Bee Nguyen, a Democrat who was elected to Georgia’s House District 89 in 2017, said she only realized just how ignored Asian voters had been in 2016 when she was canvassing for Sam Park, the first openly gay Korean American to run for a State House seat.
“The pattern we saw when we were knocking on doors was that no one had ever talked to these people before,” said Nguyen, 39, who was born in Iowa to Vietnamese refugees.
An important turning point for Asian American voters came in 2018, several Democratic activists said, when Stacey Abrams in her race for governor had a staff member assigned to Asian immigrant communities. Exit polls later showed that 78% of Asian American voters cast their ballots for her.
But not all Asian Americans are Democrats. According to AAPI Data, about a fifth of Korean immigrants in the country voted for Trump in 2016, and a number in Gwinnett County this month said they trusted him more on the economy.
Kyung Baek, 58, a Korean immigrant who sells shoes and cloth flowers in the H Mart in Duluth, said she voted for Trump because she liked his tough talk against Xi Jinping, the Chinese president, whom she sees as a bully, and also because Trump looked past the “smaller issue” of the virus to the “bigger one” of the economy.
“Trump’s concern is big things, not small things,” she said. The economy, she said, is the top priority: “When America is rich, I can be rich.”
The generational divide is particularly pronounced among Vietnamese Americans.
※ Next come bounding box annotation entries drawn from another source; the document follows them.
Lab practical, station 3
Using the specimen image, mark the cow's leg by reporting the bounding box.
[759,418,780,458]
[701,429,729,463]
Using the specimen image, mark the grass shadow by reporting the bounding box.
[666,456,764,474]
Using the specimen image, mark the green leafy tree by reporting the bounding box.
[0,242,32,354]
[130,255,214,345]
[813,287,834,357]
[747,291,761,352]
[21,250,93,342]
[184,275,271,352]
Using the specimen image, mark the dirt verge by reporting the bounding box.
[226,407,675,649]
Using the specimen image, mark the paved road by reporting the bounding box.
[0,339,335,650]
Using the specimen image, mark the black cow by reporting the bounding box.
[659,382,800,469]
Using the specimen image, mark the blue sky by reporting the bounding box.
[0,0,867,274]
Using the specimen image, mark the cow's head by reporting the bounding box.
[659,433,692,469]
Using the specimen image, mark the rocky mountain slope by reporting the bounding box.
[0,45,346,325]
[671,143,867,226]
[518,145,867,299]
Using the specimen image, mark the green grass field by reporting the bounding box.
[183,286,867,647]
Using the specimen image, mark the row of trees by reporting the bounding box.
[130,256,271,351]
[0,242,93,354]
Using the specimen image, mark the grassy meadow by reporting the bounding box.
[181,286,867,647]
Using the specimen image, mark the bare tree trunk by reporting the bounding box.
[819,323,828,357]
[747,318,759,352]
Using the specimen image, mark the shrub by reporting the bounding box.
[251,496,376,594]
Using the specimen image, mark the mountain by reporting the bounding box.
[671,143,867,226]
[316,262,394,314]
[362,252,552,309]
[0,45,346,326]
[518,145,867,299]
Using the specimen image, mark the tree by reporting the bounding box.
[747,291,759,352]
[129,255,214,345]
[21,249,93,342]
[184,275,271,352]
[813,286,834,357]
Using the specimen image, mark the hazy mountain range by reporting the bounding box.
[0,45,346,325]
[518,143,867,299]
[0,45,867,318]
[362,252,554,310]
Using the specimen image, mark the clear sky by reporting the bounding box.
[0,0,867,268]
Many of the older generation came to the United States after the fall of Saigon, and a fear of communism runs deep.
“If you went to a Viets for Trump rally they spoke with broken English and if you went to a Viets for Biden rally they spoke broken Vietnamese,” said Ashling, 40, who came to Georgia in 1988 as a Vietnamese refugee.
This year has stood out, second-generation Vietnamese-Americans said in interviews, because of a flood of misinformation targeting older Vietnamese voters in the form of videos in Vietnamese that have cast Biden as a communist.
Ashling said she had found countering it nearly impossible.
She prefers to spend the weeks that remain before Georgia’s crucial Senate runoff elections on more persuadable voters. Javed, the community college student from Lawrenceville, was one. She said she had become increasingly furious about the cost of higher education, feelings she said she would channel into a vote for each of the Democrats.
She has already marked down Election Day for the runoff races, Jan. 5, in her calendar.